Most artists/designers/artisans have had to deal with the originality question on a daily basis, I know that I visit that issue on a daily basis for sure.
Where did I get the idea for this from, has anyone else ever done this, and how? In the end, I think its all about interpretation and execution. Those two elements are what makes a piece original and ours.
Over the years I have stopped fretting over it, realizing that even if someone else has made or will make a piece similar to mine, or with the same source of inspiration, it will still be differ from my work.
Recently,( I won’t mention names here) I ran into the work of an artist that I had never heard of before, and she was dealing with the same subject matter that I was in the early ninties, and came up with pretty similar results. We live on opposite sides of the globe, and in pre internet conditions, it is very unlikely that we has seen each others work before.
Anyway,I have been rambling on because I wanted to tell you about an exhibition by Jonathan Monk, that is happening at the Casy Kaplan Gallery
Jonathan has dealt widely with the issue of originality and his philosophy seems to be “If you can beat them, Join them”
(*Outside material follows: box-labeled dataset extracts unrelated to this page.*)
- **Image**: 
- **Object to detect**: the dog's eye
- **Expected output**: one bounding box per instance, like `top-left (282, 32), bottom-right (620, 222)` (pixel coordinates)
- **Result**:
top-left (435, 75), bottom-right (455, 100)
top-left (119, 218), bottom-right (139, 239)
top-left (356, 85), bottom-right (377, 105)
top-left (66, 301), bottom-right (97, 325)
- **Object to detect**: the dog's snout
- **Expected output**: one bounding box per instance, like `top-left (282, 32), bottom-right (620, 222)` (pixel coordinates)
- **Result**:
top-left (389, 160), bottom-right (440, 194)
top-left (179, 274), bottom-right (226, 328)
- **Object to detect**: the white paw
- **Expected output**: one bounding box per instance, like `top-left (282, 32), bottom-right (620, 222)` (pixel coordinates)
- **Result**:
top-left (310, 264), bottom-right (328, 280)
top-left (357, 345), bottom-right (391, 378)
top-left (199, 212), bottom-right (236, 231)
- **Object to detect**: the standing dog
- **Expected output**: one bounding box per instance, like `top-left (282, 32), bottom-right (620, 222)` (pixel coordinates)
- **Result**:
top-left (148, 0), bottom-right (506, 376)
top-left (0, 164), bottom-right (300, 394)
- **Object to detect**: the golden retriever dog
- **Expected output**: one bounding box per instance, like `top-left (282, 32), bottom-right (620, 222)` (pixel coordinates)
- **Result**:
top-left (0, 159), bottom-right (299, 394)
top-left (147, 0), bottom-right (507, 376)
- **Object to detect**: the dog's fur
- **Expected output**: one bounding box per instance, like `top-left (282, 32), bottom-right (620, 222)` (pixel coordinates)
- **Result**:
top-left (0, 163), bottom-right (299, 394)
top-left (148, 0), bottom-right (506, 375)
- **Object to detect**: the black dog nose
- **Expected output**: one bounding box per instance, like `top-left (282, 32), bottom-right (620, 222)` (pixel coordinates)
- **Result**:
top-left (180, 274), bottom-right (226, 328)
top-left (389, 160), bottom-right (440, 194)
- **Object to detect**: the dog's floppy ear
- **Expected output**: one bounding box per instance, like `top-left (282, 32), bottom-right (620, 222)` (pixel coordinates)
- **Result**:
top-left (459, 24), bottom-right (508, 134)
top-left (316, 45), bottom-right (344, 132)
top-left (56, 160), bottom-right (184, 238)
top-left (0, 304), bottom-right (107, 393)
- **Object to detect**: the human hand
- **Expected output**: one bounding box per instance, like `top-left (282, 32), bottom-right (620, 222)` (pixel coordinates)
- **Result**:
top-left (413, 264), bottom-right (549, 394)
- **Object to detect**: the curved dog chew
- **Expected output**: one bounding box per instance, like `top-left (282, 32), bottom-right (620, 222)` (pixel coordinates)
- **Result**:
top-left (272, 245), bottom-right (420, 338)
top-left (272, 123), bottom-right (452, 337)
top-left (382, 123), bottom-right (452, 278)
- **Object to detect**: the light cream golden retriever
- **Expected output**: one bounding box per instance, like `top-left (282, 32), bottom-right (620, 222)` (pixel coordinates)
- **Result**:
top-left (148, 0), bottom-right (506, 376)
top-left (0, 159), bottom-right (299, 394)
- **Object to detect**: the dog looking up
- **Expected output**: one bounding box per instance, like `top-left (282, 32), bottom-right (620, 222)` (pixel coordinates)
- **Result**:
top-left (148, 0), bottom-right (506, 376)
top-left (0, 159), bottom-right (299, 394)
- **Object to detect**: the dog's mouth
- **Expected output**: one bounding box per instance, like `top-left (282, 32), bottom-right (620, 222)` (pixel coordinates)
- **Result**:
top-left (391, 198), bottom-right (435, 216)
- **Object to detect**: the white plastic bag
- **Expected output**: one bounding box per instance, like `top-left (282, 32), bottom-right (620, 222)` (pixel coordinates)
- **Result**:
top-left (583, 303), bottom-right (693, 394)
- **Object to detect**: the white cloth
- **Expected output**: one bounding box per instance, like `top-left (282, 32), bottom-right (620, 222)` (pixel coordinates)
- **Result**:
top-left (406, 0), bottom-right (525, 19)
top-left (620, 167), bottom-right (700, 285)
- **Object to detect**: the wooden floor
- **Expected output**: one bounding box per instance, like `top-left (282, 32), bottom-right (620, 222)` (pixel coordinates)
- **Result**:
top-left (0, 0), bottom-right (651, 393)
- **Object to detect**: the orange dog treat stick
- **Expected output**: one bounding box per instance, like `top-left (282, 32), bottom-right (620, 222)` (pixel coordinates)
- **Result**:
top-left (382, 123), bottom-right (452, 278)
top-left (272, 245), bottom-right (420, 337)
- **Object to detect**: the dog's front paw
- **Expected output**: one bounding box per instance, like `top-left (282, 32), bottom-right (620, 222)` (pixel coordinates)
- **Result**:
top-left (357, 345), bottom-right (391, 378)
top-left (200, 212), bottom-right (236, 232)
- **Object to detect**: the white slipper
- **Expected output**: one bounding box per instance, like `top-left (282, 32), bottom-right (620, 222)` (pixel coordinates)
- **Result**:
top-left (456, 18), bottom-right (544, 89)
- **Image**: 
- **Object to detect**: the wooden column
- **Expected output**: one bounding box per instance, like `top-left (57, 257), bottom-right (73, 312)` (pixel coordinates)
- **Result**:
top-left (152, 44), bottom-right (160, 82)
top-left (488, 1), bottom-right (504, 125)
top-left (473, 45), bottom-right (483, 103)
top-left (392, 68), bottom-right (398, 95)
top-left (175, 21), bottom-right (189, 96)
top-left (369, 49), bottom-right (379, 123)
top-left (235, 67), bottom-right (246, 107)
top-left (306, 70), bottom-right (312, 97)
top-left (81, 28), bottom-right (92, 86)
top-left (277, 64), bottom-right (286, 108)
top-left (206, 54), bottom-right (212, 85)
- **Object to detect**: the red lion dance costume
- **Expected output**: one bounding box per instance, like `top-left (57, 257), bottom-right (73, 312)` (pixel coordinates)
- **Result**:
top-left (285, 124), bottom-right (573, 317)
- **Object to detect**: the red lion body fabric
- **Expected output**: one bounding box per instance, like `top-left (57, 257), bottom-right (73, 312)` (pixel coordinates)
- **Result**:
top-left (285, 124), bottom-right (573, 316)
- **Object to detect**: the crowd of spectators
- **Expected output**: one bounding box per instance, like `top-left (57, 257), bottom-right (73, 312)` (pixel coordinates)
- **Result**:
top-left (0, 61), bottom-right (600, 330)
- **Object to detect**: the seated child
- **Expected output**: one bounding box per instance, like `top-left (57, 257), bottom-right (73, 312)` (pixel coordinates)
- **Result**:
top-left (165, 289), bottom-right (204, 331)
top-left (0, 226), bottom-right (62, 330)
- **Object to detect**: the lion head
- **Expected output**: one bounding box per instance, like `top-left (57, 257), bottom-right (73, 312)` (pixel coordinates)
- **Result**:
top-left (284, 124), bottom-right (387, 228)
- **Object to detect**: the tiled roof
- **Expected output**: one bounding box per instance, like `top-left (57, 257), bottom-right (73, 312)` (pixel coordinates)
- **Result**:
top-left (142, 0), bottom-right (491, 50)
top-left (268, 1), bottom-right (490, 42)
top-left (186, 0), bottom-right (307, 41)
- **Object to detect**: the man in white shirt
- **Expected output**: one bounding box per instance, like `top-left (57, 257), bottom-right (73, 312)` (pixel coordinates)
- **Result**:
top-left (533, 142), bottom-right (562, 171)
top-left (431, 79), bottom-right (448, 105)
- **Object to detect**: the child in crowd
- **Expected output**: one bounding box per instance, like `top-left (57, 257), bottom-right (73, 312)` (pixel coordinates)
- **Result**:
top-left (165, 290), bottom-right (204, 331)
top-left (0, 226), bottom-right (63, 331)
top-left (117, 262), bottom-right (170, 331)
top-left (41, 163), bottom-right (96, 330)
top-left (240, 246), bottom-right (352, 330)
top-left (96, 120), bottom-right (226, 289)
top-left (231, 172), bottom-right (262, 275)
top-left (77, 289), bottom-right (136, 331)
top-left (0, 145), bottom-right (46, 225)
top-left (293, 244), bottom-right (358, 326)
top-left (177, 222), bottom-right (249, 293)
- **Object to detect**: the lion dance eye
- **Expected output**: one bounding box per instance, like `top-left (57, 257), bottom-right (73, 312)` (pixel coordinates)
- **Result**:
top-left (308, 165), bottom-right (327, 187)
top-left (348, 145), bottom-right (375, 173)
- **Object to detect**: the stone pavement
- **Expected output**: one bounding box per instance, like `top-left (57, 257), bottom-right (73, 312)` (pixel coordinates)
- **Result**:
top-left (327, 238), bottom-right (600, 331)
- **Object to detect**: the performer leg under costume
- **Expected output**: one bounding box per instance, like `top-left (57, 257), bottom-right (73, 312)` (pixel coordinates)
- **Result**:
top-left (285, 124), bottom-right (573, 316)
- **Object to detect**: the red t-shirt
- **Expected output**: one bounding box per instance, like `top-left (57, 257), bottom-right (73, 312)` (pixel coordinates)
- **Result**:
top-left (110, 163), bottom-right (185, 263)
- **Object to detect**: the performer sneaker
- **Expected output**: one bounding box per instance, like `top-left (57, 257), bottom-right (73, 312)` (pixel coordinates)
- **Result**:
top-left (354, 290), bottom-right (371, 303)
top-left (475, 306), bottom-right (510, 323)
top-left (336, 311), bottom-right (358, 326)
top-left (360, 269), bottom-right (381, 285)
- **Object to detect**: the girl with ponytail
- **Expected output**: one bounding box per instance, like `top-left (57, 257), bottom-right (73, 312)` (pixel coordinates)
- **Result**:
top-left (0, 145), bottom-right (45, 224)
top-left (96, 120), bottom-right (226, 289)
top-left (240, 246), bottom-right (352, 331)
A blurb from the gallery’s press release
“Appropriation is something I have used or worked with in my art since starting art school in 1987. At this time (and still now)
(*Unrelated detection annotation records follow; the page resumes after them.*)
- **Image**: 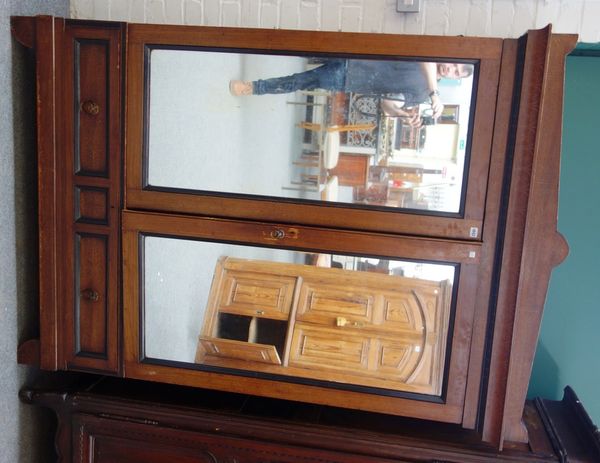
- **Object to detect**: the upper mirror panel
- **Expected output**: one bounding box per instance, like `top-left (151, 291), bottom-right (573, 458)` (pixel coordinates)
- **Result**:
top-left (144, 47), bottom-right (476, 214)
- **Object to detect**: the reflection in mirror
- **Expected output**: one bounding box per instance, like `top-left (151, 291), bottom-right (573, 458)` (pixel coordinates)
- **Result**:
top-left (142, 236), bottom-right (455, 396)
top-left (145, 48), bottom-right (475, 213)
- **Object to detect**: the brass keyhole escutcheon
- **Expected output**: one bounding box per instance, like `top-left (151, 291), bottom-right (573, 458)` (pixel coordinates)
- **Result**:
top-left (80, 288), bottom-right (100, 302)
top-left (81, 100), bottom-right (100, 116)
top-left (271, 228), bottom-right (285, 240)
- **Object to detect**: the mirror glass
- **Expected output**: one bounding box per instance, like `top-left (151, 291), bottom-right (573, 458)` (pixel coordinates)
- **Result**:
top-left (140, 236), bottom-right (458, 396)
top-left (144, 47), bottom-right (477, 214)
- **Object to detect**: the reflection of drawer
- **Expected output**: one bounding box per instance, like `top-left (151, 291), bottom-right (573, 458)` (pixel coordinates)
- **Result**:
top-left (196, 336), bottom-right (281, 365)
top-left (297, 280), bottom-right (445, 333)
top-left (218, 270), bottom-right (297, 320)
top-left (289, 323), bottom-right (370, 374)
top-left (296, 280), bottom-right (376, 326)
top-left (289, 324), bottom-right (439, 394)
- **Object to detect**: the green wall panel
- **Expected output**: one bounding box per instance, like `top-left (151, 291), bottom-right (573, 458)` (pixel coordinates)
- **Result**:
top-left (529, 52), bottom-right (600, 424)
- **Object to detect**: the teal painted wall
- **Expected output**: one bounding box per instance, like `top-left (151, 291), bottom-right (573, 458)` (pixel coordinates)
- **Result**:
top-left (528, 52), bottom-right (600, 425)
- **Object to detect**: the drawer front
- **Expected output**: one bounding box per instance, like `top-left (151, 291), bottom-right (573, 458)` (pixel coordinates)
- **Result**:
top-left (75, 233), bottom-right (109, 359)
top-left (289, 323), bottom-right (370, 374)
top-left (75, 414), bottom-right (405, 463)
top-left (57, 24), bottom-right (122, 374)
top-left (219, 271), bottom-right (297, 320)
top-left (296, 275), bottom-right (377, 327)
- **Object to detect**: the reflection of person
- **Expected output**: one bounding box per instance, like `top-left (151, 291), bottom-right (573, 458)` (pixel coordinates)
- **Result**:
top-left (229, 59), bottom-right (473, 123)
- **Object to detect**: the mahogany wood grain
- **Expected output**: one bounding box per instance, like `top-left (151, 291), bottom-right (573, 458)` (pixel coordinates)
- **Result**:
top-left (57, 22), bottom-right (122, 374)
top-left (35, 16), bottom-right (63, 370)
top-left (503, 31), bottom-right (577, 441)
top-left (463, 40), bottom-right (519, 429)
top-left (483, 28), bottom-right (575, 445)
top-left (19, 16), bottom-right (576, 454)
top-left (17, 339), bottom-right (41, 368)
top-left (22, 381), bottom-right (576, 463)
top-left (10, 16), bottom-right (36, 48)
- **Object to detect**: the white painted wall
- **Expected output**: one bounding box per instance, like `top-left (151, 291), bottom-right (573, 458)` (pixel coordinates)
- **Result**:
top-left (71, 0), bottom-right (600, 42)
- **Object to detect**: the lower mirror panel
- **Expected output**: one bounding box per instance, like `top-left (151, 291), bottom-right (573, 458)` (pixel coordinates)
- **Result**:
top-left (143, 234), bottom-right (460, 398)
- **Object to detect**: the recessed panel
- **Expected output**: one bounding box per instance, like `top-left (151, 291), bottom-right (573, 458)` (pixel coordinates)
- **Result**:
top-left (75, 186), bottom-right (108, 225)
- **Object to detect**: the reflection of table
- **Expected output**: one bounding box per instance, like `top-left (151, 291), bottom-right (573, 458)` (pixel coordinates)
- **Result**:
top-left (330, 153), bottom-right (371, 186)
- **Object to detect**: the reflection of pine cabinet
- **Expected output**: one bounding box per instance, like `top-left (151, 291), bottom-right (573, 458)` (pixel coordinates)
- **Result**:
top-left (196, 258), bottom-right (451, 395)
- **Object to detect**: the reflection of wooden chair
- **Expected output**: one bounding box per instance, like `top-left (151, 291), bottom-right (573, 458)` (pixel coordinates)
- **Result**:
top-left (294, 130), bottom-right (340, 170)
top-left (321, 175), bottom-right (339, 201)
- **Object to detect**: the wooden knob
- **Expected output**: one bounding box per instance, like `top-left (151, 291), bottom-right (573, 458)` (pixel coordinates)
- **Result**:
top-left (81, 100), bottom-right (100, 116)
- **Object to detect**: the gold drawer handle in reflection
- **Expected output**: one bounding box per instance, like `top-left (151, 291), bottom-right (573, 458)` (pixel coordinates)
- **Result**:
top-left (335, 317), bottom-right (364, 328)
top-left (80, 289), bottom-right (100, 302)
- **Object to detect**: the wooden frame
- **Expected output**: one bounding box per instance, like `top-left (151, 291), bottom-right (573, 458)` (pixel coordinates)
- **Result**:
top-left (12, 17), bottom-right (576, 447)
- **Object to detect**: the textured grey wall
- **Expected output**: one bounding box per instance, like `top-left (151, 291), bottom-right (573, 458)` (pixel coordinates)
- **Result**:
top-left (0, 0), bottom-right (69, 463)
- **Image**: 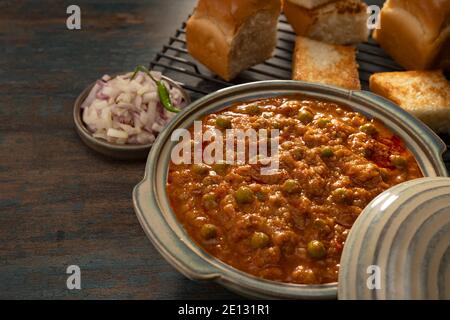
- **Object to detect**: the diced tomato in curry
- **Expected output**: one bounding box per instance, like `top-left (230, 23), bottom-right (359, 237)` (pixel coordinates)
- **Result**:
top-left (167, 96), bottom-right (422, 284)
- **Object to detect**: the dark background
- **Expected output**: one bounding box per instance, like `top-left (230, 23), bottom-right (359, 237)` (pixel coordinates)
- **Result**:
top-left (0, 0), bottom-right (442, 299)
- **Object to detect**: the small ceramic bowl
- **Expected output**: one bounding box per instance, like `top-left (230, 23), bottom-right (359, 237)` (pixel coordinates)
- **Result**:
top-left (133, 80), bottom-right (447, 299)
top-left (338, 178), bottom-right (450, 300)
top-left (73, 76), bottom-right (191, 160)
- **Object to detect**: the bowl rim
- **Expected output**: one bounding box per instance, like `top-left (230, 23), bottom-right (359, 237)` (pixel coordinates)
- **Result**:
top-left (133, 80), bottom-right (448, 299)
top-left (73, 72), bottom-right (191, 152)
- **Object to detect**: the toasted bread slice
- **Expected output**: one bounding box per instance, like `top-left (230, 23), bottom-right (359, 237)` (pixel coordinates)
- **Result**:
top-left (283, 0), bottom-right (369, 45)
top-left (370, 70), bottom-right (450, 134)
top-left (292, 37), bottom-right (361, 90)
top-left (286, 0), bottom-right (336, 9)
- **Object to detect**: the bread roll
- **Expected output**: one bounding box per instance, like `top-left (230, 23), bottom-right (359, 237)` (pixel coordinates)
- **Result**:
top-left (186, 0), bottom-right (281, 81)
top-left (374, 0), bottom-right (450, 70)
top-left (292, 37), bottom-right (361, 90)
top-left (283, 0), bottom-right (369, 45)
top-left (286, 0), bottom-right (336, 9)
top-left (370, 70), bottom-right (450, 134)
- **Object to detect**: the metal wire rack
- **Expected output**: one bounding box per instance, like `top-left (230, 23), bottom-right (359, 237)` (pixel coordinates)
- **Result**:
top-left (150, 15), bottom-right (450, 170)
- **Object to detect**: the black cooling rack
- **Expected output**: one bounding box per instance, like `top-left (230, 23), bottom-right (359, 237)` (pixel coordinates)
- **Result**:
top-left (150, 15), bottom-right (450, 170)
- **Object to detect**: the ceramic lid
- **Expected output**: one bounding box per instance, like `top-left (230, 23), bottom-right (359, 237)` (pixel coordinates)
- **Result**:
top-left (338, 178), bottom-right (450, 300)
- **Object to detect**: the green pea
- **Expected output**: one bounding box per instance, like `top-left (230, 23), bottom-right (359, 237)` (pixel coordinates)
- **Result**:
top-left (235, 187), bottom-right (255, 204)
top-left (317, 118), bottom-right (331, 128)
top-left (251, 232), bottom-right (270, 249)
top-left (192, 163), bottom-right (209, 176)
top-left (245, 104), bottom-right (261, 115)
top-left (320, 147), bottom-right (334, 158)
top-left (202, 193), bottom-right (218, 210)
top-left (363, 148), bottom-right (373, 159)
top-left (291, 148), bottom-right (304, 160)
top-left (281, 179), bottom-right (300, 193)
top-left (359, 123), bottom-right (378, 136)
top-left (216, 116), bottom-right (231, 129)
top-left (200, 223), bottom-right (217, 240)
top-left (212, 162), bottom-right (230, 175)
top-left (255, 191), bottom-right (267, 201)
top-left (298, 109), bottom-right (314, 124)
top-left (380, 168), bottom-right (389, 182)
top-left (389, 155), bottom-right (407, 170)
top-left (307, 240), bottom-right (327, 259)
top-left (331, 188), bottom-right (352, 204)
top-left (313, 218), bottom-right (331, 233)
I realised that being original was almost impossible, so I tried using what was already available as source material for my own
work. By doing this I think I also created something original and certainly something very different to what I was representing.
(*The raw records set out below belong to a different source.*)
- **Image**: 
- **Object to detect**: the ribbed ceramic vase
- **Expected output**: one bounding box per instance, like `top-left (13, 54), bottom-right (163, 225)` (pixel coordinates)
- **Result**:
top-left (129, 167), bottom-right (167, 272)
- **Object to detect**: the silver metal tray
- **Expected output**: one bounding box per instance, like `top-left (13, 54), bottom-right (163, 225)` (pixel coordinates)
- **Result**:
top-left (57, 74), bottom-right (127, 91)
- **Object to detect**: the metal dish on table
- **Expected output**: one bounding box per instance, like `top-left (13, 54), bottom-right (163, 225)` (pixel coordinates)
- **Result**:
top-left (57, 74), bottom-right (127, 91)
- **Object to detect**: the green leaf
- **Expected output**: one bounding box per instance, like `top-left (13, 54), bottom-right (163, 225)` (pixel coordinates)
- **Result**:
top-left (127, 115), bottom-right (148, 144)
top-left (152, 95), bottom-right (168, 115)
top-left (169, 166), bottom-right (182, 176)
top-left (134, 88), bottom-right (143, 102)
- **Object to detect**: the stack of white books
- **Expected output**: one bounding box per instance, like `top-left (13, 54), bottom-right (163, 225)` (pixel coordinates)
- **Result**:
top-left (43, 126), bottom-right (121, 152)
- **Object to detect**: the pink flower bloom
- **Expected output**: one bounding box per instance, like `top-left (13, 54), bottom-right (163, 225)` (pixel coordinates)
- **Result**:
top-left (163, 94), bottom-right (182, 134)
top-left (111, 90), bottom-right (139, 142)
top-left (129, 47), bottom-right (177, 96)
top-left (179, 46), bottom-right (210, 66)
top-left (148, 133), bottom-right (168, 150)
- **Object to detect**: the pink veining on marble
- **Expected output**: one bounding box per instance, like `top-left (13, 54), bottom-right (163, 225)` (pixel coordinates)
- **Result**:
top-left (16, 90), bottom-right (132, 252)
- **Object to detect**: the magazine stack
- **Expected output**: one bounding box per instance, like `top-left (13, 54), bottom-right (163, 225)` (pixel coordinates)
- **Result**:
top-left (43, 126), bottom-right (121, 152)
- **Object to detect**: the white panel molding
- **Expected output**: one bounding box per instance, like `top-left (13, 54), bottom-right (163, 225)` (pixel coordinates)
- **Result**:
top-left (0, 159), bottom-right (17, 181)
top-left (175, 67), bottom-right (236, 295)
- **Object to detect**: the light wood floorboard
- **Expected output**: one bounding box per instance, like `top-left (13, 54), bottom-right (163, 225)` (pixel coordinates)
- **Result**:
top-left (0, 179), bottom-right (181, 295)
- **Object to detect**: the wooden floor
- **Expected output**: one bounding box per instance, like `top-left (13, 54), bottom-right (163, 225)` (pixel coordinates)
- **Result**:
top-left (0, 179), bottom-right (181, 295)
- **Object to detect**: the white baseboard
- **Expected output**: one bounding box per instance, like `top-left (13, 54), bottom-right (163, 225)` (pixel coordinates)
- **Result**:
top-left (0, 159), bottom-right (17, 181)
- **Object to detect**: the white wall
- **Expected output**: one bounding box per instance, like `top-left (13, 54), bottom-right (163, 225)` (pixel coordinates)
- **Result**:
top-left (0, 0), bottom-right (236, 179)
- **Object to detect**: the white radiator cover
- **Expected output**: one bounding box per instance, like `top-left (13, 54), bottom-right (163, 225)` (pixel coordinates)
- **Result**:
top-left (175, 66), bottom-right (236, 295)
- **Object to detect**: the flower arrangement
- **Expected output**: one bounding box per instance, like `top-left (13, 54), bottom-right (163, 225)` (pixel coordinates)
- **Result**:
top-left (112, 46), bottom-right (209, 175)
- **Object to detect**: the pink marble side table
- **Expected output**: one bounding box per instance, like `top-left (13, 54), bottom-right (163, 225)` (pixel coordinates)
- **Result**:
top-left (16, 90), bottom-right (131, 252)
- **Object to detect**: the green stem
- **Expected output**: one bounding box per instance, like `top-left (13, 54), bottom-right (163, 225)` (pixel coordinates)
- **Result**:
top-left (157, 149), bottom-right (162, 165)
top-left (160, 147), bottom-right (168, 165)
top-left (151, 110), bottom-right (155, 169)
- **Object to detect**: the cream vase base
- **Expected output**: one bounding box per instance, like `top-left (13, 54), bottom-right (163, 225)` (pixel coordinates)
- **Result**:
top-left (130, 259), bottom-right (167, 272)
I always think that art is about ideas, and surely the idea of an original and a copy of an original are two very
different things.” - Jonathan Monk, 2009
Casey Kaplan is pleased to present new work by artist, Jonathan Monk (b. 1969 in Leicester, England, lives and
works in Berlin, Germany), in his sixth solo exhibition with the gallery, The Inflated Deflated. Previously, Monk has taken
on artists such as John Baldessari, Chris Burden, Sol LeWitt, Ed Ruscha, and Lawrence Weiner, as source material
for his own artwork. For this exhibition, Monk turns his attention to the artist, Jeff Koons. By employing his own
intrinsic artistic strategies, appropriation and recontextualization, Monk presents an exhibition that appends art history
with a narrative of his own interplay between the objects and ideas of the past and his newly conceived reincarnations.
Its quite an interesting concept, one that hadn’t occurred to me before, but one that I will probably dwell on for quite some time.